Par ailleurs, les équipes bénéficient d'une excellente dotation matérielle par le biais de nombreux sponsors et contrats divers sans oublier les différentes primes (au niveau national comme de la FIFA). En plus, aucun pays africain qualifié pour France 98 n'a lésiné sur les moyens financiers à dégager pour préparer sa sélection.

L'ensemble des sélections a bénéficié d'une préparation de haut niveau avec des stages et des tournois même en dehors du continent et cela en respectant un environnement favorable à la concentration (infrastructures et hébergement notamment). Bref, on observe, dans l'ensemble des sélections, un environnement matériel et technique comparable à celui de leurs homologues européens et américains.

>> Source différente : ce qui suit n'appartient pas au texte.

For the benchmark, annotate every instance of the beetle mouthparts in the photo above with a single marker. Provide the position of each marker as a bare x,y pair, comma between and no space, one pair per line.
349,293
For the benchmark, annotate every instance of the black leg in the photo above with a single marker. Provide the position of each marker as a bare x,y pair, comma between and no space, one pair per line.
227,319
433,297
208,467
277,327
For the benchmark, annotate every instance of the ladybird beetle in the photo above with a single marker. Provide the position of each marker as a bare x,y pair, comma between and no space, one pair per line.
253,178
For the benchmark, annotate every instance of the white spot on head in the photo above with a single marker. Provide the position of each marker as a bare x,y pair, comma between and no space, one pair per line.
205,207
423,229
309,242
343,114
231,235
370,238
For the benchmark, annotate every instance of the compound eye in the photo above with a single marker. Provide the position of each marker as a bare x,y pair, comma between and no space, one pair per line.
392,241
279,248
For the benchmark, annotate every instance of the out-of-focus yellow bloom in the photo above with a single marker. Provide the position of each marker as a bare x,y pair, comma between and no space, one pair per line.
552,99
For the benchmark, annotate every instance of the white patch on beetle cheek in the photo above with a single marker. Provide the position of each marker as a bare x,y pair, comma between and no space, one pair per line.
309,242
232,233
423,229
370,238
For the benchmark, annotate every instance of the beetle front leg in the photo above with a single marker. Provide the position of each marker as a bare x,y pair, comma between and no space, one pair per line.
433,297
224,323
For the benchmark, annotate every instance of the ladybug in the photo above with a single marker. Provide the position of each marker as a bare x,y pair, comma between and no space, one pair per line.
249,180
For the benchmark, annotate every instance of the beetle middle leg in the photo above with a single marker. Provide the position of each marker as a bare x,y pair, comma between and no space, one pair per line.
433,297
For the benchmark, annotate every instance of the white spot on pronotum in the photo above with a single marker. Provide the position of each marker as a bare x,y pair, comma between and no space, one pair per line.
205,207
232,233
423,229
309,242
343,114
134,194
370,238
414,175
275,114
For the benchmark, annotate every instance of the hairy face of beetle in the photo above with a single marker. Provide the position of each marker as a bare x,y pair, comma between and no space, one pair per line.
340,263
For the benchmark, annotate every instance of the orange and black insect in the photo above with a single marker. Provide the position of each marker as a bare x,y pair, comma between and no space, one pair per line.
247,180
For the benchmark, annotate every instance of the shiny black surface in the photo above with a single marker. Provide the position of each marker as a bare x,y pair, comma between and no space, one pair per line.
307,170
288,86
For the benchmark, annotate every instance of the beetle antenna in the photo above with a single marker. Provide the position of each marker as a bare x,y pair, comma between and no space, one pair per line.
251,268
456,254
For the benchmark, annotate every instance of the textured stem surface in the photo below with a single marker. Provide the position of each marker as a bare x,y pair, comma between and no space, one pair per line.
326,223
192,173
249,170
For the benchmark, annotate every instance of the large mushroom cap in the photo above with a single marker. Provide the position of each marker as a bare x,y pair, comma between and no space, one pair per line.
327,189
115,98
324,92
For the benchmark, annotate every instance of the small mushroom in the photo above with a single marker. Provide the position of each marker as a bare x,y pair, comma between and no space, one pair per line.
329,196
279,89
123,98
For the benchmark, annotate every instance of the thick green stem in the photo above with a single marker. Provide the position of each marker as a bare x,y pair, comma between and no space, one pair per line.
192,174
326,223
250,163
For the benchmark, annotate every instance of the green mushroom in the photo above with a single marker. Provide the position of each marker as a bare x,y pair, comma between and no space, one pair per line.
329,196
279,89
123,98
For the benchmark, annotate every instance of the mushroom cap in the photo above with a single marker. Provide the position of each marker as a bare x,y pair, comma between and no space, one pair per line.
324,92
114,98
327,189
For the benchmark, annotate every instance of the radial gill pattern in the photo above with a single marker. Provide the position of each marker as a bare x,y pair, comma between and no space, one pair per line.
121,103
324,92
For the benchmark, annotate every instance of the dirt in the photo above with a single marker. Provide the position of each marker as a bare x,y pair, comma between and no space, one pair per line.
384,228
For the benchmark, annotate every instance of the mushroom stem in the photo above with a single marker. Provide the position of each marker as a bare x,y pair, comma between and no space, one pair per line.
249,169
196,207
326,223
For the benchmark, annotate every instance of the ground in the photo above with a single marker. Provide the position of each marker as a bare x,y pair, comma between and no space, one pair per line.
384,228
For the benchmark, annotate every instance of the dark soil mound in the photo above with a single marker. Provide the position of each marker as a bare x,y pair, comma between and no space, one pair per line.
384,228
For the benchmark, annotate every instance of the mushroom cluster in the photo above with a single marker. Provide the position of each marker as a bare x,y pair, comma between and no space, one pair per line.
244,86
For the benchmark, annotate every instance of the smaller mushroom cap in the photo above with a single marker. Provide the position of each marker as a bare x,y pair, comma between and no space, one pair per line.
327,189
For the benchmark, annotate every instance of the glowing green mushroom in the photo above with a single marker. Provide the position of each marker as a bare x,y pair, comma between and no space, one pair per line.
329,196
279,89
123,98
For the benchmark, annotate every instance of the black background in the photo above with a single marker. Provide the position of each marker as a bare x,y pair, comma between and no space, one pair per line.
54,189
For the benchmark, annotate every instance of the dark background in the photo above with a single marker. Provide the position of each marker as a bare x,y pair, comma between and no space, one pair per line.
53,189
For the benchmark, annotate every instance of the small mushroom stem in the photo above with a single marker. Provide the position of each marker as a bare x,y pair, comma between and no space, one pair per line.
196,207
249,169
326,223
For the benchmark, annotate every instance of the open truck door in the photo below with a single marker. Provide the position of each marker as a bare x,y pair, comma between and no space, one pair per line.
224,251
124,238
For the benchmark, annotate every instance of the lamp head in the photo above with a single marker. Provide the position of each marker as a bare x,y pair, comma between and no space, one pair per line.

Sur le plan du jeu technique, tactique et stratégique, la plupart des joueurs africains n'ignorent plus rien des exigences du football moderne, eux qui évoluent, pour l'essentiel, dans des championnats très relevés. Le seul point d'ombre reste la question de l'efficacité offensive que seuls les Nigérians semblent à même de résoudre partiellement.

À côté de ces indéniables atouts, il faut souligner, cependant, des insuffisances de taille qui constituent le noeud gordien du football africain, même au niveau de l'élite.


La défense nigériane en difficulté face aux attaquants bulgares.

Ainsi, l'instabilité des sélections nationales et de leur encadrement constitue une tare à guérir définitivement. Mieux, l'incapacité de confier l'encadrement et le management des équipes à des valeurs nationales, et cela plus de quarante ans après les "indépendances", témoigne du "sous-développement" de ce football africain qui est à l'image de nos États. Ce fait met à nu l'inorganisation et le manque derigueur dans la conduite et la direction du football en Afrique malgré les efforts importants déployés par la CAR

Les sélections africaines ne disposent pas ou ne semblent pas vouloir acquérir un encadrement national digne de ce nom; de plus, et c'est là le comble, ce n'est qu'à quelques semaines du mondial que les responsables font des pieds et des mains pour leur trouver, dans la précipitation et de façon hasardeuse et subjective, des encadreurs miraculeux et autres sorciers. En dehors des sélections marocaine et tunisienne, les autres sélections africaines, pour France 98, n'ont pu disposer définitivement d'un encadrement et d'un staff technique qu'au mois de mars 1998. Une telle situation ne favorise pas la sérénité et un état d'esprit propice à une bonne préparation pour une compétition aussi importante que la Coupe du monde.